Michael Löwy - Novembro 2005
 

Carlos Nelson Coutinho. Lukács, Proust e Kafka. Rio de Janeiro: Civilização Brasileira, 2005. 254p.

Há muitos anos atrás, quando conheci Carlos Nelson Coutinho e seu amigo Leandro Konder, eles me confessaram que haviam composto um samba em homenagem a Georg Lukács, celebrando seu glorioso combate contra o positivismo de Augusto Comte. Este livro é uma continuação daquele samba com outros meios: a letra é diferente, mas a música - a dialética - se ouve perfeitamente, nas linhas e nas entrelinhas.

Carlos Nelson Coutinho é não só um dos mais importantes pensadores politicos do Brasil, mas também o inspirador de uma espécie de escola gramsciana brasileira. Não é por acaso que há muitos anos ele se interessa pela literatura: como bom marxista, sabe que as grandes obras literárias nos ensinam mais sobre a sociedade em que vivemos do que uma tonelada de manuais de economia ou de sociologia (estou parafraseando uma afirmação de Friedrich Engels). É o caso, certamente, destes dois «monstros sagrados» da literatura moderna, Franz Kafka e Marcel Proust.

Nobody is perfect: apesar de suas excepcionais qualidades como filósofo e historiador da literatura, Lukács nunca conseguiu entender Kafka - salvo, de forma episódica, em alguns parágrafos de seus últimos escritos, reunidos num apêndice deste livro. Sua crítica ao autor de O processo no livro Realismo crítico hoje (escrito em 1957) é pobre, estreita, numa palavra: stalinista. Dando a volta por cima, Carlos Nelson utilizou o método lukacsiano contra Lukács e desenvolveu uma brilhante análise da obra do escritor de Praga como crítico da reificação moderna. Aliás, este foi um dos temas centrais da correspondência entre CNC e Lukács nos anos 1960, aqui publicada. Seja dito entre parênteses, tenho muita inveja de CNC por esta correspondência: nunca recebi uma carta do velho filósofo húngaro, embora uma vez tenha inventado - com a cumplicidade de meu amigo Roberto Schwarz - e feito circular entre colegas da USP uma falsa missiva que o autor de Geschichte und Klassenbewusstsein me teria enviado.

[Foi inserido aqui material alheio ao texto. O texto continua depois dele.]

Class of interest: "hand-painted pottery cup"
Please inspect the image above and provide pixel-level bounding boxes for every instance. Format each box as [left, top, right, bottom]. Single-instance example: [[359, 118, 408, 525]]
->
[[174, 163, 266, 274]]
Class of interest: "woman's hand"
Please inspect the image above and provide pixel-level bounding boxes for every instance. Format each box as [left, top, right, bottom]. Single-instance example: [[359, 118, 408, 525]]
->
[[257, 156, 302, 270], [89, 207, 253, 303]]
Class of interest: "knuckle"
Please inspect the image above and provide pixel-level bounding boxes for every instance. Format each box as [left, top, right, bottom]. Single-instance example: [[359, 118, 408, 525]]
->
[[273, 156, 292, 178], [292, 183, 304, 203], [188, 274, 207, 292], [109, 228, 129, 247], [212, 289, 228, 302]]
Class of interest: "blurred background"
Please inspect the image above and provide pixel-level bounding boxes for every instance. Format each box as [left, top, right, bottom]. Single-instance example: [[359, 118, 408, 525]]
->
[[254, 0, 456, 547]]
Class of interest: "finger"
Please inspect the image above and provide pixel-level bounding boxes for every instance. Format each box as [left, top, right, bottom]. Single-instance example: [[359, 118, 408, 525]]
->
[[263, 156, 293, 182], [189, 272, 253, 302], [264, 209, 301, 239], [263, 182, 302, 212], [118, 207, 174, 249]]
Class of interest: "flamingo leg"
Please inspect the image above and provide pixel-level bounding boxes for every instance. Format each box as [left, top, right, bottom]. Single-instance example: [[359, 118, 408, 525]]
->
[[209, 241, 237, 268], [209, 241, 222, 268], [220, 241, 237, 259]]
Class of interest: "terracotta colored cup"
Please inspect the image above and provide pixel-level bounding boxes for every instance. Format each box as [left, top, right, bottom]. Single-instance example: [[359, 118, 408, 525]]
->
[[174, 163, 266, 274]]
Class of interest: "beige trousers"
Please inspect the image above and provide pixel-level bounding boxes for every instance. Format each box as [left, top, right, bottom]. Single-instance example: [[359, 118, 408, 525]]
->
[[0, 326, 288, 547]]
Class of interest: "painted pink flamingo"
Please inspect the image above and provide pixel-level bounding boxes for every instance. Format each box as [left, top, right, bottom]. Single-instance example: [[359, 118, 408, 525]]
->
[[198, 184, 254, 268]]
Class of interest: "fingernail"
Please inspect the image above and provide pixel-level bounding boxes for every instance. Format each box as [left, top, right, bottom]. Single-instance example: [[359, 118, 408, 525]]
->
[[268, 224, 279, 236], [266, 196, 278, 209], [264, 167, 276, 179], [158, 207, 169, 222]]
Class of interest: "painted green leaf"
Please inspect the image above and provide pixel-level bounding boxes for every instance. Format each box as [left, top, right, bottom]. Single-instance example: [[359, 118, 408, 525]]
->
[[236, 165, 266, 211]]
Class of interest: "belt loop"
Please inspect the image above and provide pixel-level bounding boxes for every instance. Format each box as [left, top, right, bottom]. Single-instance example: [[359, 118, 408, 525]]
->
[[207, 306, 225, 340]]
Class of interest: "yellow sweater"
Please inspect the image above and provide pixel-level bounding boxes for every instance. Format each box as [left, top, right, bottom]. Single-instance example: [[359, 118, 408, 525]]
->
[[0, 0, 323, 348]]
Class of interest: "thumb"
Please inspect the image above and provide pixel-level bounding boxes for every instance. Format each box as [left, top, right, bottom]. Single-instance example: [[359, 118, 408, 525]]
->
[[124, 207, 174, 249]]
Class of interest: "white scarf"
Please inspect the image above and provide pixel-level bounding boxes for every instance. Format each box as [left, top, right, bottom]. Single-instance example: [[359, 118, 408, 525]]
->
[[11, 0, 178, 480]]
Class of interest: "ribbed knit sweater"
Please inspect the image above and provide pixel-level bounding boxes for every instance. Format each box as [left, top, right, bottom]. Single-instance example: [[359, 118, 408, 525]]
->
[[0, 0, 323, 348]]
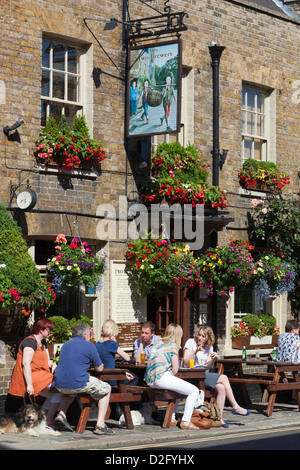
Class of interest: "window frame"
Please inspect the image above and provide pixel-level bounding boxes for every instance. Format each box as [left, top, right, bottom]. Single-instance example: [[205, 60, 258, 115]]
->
[[41, 34, 92, 128], [241, 82, 271, 163]]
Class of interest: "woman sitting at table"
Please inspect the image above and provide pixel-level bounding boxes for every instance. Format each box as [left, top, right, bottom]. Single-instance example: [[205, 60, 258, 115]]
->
[[183, 326, 251, 428], [145, 323, 199, 431], [5, 318, 69, 427], [96, 320, 139, 385]]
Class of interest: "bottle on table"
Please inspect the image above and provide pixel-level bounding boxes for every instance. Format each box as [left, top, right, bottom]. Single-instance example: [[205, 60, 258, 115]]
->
[[242, 346, 247, 361], [54, 346, 60, 364]]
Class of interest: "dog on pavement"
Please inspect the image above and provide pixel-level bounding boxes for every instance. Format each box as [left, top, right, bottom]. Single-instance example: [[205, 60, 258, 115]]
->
[[0, 404, 60, 437], [119, 402, 159, 426]]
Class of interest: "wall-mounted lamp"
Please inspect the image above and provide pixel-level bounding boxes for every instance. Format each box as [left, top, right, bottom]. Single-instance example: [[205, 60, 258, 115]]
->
[[3, 119, 25, 137], [219, 149, 228, 170], [104, 18, 122, 31]]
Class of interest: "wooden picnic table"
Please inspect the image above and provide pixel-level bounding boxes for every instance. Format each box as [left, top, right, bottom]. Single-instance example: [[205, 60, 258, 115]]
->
[[116, 363, 205, 391], [117, 363, 212, 428], [216, 358, 300, 416], [76, 368, 145, 434]]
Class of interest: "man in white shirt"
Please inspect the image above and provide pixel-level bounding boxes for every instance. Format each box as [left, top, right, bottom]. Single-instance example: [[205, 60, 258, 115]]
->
[[277, 320, 300, 362], [133, 321, 160, 362]]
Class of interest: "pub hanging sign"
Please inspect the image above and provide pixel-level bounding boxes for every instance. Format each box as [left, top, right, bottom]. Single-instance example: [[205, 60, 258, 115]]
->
[[126, 39, 181, 137]]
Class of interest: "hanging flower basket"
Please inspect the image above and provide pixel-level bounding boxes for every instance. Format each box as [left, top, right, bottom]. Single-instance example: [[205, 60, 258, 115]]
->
[[253, 253, 297, 300], [126, 234, 203, 297], [0, 308, 29, 343], [198, 240, 254, 299], [238, 158, 290, 193], [232, 335, 278, 349], [141, 142, 227, 208], [34, 116, 106, 170], [48, 234, 107, 292]]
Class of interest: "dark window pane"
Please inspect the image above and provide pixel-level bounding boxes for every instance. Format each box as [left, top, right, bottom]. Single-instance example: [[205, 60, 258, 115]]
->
[[52, 72, 65, 100], [42, 41, 50, 68], [53, 43, 65, 70], [67, 47, 77, 73], [41, 70, 50, 96]]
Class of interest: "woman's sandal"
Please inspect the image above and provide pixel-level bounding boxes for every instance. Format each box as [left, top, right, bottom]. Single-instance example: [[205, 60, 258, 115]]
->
[[93, 424, 115, 436], [179, 421, 199, 431]]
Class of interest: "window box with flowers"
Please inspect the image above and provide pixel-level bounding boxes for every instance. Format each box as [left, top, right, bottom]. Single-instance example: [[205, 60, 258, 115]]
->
[[0, 205, 56, 342], [238, 158, 290, 193], [141, 142, 227, 208], [47, 234, 107, 293], [34, 115, 106, 171], [198, 240, 297, 300], [231, 314, 279, 349], [252, 253, 297, 300], [126, 234, 202, 297]]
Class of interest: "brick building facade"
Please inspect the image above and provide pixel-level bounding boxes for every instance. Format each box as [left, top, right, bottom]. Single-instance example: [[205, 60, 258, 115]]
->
[[0, 0, 300, 392]]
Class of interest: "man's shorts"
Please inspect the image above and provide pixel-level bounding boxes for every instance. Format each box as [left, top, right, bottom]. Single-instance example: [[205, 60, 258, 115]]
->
[[57, 375, 111, 401]]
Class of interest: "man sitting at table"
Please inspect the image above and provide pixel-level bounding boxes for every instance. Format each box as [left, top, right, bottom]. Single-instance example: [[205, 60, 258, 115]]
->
[[277, 320, 300, 362], [54, 323, 114, 435], [133, 321, 160, 362]]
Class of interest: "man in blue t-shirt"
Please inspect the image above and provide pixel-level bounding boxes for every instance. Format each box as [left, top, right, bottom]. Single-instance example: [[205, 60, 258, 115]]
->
[[54, 323, 114, 435], [133, 321, 160, 362]]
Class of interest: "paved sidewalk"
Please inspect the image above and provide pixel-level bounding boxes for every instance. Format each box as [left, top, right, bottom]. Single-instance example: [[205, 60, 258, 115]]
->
[[0, 403, 300, 451]]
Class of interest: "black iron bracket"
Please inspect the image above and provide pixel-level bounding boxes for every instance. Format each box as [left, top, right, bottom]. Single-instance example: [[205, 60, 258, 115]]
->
[[125, 12, 188, 41]]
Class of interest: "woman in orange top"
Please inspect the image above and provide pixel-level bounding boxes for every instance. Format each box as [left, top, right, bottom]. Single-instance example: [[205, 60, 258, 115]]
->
[[7, 318, 70, 426]]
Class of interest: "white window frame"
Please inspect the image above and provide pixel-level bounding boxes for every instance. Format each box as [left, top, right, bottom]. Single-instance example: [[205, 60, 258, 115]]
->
[[223, 292, 287, 356], [41, 34, 93, 129], [241, 82, 276, 164]]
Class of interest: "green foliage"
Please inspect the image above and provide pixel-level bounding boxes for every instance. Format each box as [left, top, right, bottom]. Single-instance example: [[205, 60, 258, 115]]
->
[[126, 233, 201, 296], [70, 315, 93, 327], [231, 313, 279, 338], [239, 158, 290, 192], [250, 195, 300, 317], [48, 315, 72, 344], [0, 205, 55, 310], [141, 142, 227, 207], [259, 313, 276, 335], [48, 234, 106, 292], [35, 115, 106, 170], [198, 240, 254, 299]]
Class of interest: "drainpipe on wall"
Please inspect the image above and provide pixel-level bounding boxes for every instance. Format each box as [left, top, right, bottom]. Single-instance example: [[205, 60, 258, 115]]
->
[[209, 45, 225, 348]]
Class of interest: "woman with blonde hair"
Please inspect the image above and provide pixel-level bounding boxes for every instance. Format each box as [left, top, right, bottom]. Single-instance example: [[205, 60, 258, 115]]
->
[[145, 323, 199, 430], [96, 319, 138, 385], [183, 325, 250, 428]]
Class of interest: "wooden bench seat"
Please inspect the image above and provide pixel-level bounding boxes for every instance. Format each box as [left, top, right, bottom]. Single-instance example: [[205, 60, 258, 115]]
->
[[76, 385, 146, 434], [147, 387, 186, 428]]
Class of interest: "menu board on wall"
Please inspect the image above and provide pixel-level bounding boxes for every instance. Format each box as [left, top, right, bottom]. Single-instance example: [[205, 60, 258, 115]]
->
[[110, 261, 147, 348]]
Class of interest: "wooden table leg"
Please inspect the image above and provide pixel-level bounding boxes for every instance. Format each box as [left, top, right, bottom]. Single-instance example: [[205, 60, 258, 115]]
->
[[293, 371, 300, 411], [267, 368, 280, 416], [118, 382, 134, 429], [76, 403, 92, 434], [237, 364, 250, 406], [162, 400, 176, 428]]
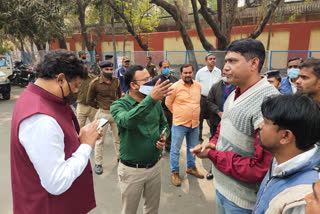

Inspirando-se no método lukacsiano, CNC analisa Proust - que Lukács praticamente ignorou, salvo numa entrevista a Stephen Spender já no fim de sua vida - e Kafka à luz de uma poética do realismo, revelando como o conteúdo sócio-histórico, que serve de pressuposto às formas estéticas dos dois autores, é reposto artisticamente na estrutura de seus relatos. Bela demonstração de dialética materialista!

Pessoalmente, utilizei bastante o ensaio de Carlos Nelson sobre Kafka, em sua versão dos anos 1970, em minhas próprias pesquisas sobre o escritor de Praga. É verdade que discordo de sua caracterização do método de Lukács ao tratar de Kafka, em 1957, como próximo ao de Lucien Goldmann (a relação entre obra de arte e visão do mundo). Tenho também algumas divergências sobre a questão do realismo em Kafka (tardiamente reconhecido por Lukács), embora a fórmula de CNC - «o fantástico está a serviço do realismo» - me pareça bem interessante. Mas esta é uma discussão que não cabe no estreito espaço de uma «orelha».

Carlos Nelson Coutinho fez muito bem em retirar estes ensaios de sua gaveta (o curriculum mortis, segundo a irônica expressão de Leandro Konder), atualizá-los e publicá-los: são um belo exemplo da luz que pode produzir, quando adequadamente manejado, o instrumento materialista-histórico.



Fonte: Especial para Gramsci e o Brasil.